The purpose of a matrix is to confine the restorative material to the limits of the tooth preparation during placement of the restorative material. Conventional amalgam dentistry (and for many, composite as well) used a “tofflemire” type of matrix for posterior Class II cavity preparations that was cylindrical and did not help replicate natural tooth anatomic surfaces. For posterior teeth, a matrix must not only help restore proximal contact to the adjacent tooth, but must also reproduce proximal tooth anatomy, which is convex, not flat. The purpose of a properly placed and fitted matrix should be to greatly limit the amount of contouring (overhangs and excess) that will need to be done with rotary instruments after the material is cured. For proximal cavities in the anterior region, traditional mylar strip matrices make it impossible to create proper proximal contour, let alone contact. Preformed mylar tooth forms are not “customized” enough to be easily used and still make creation of contacts extremely difficult to achieve.

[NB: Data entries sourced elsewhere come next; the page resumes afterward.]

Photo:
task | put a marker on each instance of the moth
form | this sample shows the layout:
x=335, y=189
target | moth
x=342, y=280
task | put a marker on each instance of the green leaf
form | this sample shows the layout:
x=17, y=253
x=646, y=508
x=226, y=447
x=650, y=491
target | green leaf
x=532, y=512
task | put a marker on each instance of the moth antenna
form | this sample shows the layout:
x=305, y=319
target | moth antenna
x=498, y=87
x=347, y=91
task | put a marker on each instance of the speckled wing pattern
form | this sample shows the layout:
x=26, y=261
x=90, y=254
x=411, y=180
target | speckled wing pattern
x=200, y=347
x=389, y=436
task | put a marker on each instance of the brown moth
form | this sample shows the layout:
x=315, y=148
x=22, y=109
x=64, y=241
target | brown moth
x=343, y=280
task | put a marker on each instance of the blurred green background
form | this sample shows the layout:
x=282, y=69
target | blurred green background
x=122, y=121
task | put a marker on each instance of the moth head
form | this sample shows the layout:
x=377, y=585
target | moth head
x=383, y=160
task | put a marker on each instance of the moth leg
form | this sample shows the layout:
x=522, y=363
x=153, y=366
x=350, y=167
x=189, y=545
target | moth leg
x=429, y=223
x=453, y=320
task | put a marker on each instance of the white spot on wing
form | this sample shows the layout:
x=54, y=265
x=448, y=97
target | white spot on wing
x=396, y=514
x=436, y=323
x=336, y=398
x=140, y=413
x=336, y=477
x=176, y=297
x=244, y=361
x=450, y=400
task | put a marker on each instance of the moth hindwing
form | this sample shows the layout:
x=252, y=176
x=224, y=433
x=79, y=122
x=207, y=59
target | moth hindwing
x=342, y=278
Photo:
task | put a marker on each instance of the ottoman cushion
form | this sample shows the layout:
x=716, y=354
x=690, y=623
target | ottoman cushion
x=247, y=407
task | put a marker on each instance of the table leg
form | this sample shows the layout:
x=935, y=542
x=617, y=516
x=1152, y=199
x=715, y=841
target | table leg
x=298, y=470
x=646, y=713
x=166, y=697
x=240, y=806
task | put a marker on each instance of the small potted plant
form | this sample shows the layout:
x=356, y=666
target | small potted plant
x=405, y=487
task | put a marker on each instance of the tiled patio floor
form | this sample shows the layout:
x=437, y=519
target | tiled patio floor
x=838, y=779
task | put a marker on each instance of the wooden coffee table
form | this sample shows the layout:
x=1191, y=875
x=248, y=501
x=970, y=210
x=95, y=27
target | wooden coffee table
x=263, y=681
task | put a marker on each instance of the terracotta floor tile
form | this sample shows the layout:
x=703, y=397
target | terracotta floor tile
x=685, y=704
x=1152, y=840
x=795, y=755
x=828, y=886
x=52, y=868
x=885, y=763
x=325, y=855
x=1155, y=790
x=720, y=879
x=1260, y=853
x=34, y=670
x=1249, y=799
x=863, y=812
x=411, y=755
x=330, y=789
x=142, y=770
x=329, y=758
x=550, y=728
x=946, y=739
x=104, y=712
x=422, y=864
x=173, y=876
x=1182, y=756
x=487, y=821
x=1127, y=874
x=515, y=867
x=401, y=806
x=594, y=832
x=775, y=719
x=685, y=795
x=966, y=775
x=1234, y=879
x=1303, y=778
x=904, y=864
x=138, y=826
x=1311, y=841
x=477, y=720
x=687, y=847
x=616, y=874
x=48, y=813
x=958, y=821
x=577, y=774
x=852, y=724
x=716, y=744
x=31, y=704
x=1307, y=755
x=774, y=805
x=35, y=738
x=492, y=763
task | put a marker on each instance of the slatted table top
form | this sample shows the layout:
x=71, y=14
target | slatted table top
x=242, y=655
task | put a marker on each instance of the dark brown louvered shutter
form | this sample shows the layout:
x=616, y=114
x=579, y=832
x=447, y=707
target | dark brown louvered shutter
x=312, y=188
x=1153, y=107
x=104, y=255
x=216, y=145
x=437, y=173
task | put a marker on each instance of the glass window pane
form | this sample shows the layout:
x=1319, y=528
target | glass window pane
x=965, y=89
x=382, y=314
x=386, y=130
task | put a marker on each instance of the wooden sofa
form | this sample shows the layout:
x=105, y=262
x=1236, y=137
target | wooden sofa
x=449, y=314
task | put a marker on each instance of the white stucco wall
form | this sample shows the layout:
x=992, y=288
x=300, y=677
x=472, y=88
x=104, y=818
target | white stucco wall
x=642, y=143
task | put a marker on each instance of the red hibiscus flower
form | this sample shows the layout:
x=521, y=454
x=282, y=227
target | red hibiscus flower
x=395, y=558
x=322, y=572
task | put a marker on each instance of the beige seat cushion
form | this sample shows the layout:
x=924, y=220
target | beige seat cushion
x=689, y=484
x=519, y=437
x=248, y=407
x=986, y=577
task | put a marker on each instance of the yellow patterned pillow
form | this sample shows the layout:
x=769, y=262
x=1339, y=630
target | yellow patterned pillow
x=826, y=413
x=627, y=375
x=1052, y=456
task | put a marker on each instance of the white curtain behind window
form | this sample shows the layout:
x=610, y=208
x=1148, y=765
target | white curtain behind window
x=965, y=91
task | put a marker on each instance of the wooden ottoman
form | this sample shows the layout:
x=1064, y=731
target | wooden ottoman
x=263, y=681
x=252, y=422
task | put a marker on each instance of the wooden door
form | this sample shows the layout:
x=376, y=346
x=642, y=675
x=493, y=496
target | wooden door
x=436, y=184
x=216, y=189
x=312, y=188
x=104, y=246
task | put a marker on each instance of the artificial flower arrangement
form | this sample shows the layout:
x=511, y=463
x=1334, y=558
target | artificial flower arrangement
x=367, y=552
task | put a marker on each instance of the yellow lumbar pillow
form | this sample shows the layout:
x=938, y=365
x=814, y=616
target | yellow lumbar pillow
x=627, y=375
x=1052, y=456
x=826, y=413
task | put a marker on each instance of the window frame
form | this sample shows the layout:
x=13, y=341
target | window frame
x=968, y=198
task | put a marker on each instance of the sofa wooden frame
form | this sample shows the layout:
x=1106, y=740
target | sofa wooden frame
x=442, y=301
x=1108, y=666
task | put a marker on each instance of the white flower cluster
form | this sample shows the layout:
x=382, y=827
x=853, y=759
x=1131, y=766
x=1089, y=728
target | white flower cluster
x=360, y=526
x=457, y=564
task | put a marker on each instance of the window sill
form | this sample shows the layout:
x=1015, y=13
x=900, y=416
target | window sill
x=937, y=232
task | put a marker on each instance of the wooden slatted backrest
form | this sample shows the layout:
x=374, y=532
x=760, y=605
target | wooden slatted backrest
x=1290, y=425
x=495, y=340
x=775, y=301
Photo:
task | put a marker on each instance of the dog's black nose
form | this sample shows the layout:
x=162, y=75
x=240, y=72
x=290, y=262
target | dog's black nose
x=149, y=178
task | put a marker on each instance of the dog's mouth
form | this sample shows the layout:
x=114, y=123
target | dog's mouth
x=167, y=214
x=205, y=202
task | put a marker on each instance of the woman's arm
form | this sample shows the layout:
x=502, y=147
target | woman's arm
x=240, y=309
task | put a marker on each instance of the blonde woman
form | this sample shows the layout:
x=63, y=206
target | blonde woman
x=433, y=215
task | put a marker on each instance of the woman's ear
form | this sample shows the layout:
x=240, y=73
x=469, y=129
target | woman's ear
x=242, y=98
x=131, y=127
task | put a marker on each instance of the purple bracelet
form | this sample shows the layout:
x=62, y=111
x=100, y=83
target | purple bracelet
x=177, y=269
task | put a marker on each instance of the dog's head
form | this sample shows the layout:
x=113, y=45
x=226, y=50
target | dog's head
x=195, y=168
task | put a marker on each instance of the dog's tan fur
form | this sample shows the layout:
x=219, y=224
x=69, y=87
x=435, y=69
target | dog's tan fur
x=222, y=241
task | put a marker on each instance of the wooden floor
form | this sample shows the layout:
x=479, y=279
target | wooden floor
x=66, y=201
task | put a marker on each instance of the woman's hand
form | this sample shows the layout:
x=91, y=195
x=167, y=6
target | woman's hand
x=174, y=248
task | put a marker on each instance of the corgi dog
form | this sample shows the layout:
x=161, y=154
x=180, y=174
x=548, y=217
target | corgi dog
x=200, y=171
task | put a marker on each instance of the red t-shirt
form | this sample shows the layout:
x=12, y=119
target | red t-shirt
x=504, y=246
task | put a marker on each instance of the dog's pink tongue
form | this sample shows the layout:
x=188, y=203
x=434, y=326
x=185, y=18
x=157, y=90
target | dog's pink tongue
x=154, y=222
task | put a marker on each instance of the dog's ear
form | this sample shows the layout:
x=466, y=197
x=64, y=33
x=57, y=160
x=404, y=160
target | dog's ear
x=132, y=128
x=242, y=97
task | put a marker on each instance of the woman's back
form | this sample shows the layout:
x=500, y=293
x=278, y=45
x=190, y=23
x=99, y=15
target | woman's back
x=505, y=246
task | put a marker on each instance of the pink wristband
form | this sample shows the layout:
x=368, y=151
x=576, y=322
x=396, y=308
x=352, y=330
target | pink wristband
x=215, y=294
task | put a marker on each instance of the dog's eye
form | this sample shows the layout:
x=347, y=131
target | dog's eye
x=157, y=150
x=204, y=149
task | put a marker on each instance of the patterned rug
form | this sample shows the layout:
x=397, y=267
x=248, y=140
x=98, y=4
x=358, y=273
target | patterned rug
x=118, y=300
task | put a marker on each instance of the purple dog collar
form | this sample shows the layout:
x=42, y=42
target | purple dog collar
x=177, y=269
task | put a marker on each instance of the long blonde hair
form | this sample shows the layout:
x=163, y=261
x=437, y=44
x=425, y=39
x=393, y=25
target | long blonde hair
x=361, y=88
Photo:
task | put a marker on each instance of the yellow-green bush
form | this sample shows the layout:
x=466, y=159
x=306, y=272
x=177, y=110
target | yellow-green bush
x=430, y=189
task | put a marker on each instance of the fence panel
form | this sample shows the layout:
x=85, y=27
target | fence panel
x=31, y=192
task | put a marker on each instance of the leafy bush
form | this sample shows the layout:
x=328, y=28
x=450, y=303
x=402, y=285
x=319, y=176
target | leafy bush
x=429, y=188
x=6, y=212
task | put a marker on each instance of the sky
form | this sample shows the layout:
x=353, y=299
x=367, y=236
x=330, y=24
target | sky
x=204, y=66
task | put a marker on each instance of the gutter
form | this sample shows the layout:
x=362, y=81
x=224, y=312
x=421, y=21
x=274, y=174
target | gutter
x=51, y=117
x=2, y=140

In the posterior region, sectional matrices that use a contoured matrix material to re-create proximal tooth form and a separator ring that gently push teeth apart by compression of the periodontal ligament to ensure tight contact when using a non-condensable material such as composite is essential for optimal clinical success. The gingival seal is also critical, so the proximal wedge and wedge design is also important when the matrix does not seal proximal root concavities, which are common occurrences when dealing with subgingival Class II margins. The sectional matrix is concave on the inside and convex on the outside. Some have gingival extensions for deep Class II cavities or proximal extension to help contain restorative material in larger Class II or cusp replacement situations.

Light-Curing

The words “light cure according to manufacturer’s instructions” are in all directions for use that accompany composite materials. This critical step in composite placement and success is often understated and ignored by many clinicians. How efficient is the curing light being used? What is its depth of cure? When was the output last checked? Do we really know if the deepest part of the composite restoration is ever cured? Since most of our composite materials do not have a dual-cure capability, the answers to these questions become very important. For Class 2 composite restorations, even when using bulk-fill materials, using transtooth illumination (curing) techniques is recommended to ensure maximal depth of cure in proximal box areas. One of the most important aspects of light-curing any composite material is to get the light as close to the material as possible. Remember, one cannot over-cure. An extra 10 or 20 seconds of curing time is fine. Also, all curing lights are not created equal. Make sure the output, wavelength, and spot size is adequate for the clinical requirements of the composite that is used.

Conclusion

Placement of composite restorations is a complex, multistep process where attention to detail is crucial for clinical success. Choose a material that best fits the clinical requirements of the case. Don’t just rely on any one material because it’s a favorite. Accurate placement of the matrix and wedge will ultimately determine how long it takes to complete a restoration and how well it will replicate natural anatomic tooth form. Don’t start the restorative process until the matrix is properly placed to limit any excess material that may extend from the intended final contour of the restoration. Finally, just because the surface of the material is set, don’t assume the entire restoration has cured. Use a quality curing light and cure from multiple sides to ensure complete and thorough cure of the composite prior to completing the finishing and polishing process.